Fitch Ratings reported on Friday that the prospects for most sectors in North America are diminishing due to a slowdown in economic growth, increased unemployment, and stringent financial conditions.
"While U.S. growth exceeded expectations at 2.4% in 2023, we anticipate a decline to 1.2% in 2024, with a modest recovery projected for 2025," stated the report. "Despite a gradual easing, core inflation persists above central banks' 2% targets."
The rating agency identified key risks such as prolonged elevated interest rates, financial market fluctuations, constrained funding conditions, decelerating economic growth, and challenges to pivotal asset classes like real estate and structured finance.
"Profits are diminishing across various sectors, with an anticipated further deceleration in demand as the economy adjusts to the delayed impact of heightened interest rates and tightening credit conditions," noted the report.

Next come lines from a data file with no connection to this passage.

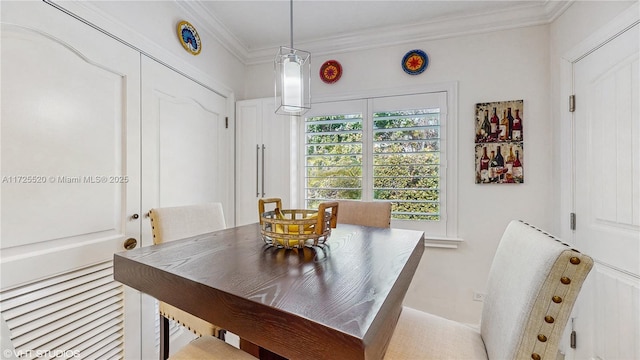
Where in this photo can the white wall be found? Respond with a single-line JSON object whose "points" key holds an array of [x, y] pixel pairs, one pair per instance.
{"points": [[151, 27], [505, 65]]}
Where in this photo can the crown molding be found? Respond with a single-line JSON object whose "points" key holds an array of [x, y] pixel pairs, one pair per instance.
{"points": [[439, 29]]}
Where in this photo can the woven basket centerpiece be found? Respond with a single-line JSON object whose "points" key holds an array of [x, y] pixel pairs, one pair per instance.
{"points": [[296, 228]]}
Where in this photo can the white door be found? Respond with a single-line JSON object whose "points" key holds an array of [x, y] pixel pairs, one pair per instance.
{"points": [[70, 183], [187, 158], [607, 197]]}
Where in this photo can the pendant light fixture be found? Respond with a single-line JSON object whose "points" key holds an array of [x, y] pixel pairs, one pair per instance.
{"points": [[292, 78]]}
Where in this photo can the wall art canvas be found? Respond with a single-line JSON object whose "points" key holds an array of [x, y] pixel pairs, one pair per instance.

It highlighted that escalating unemployment and the increased cost of living pose significant challenges for consumer-oriented industries and asset classes, putting additional pressure on the asset quality and operating profits of U.S. banks.
Fitch expressed a neutral outlook for Canadian banks, noting their adaptation to the heightened rate environment. Meanwhile, the life insurance sector in the U.S. shows signs of improvement as insurers continue to benefit from elevated interest rates.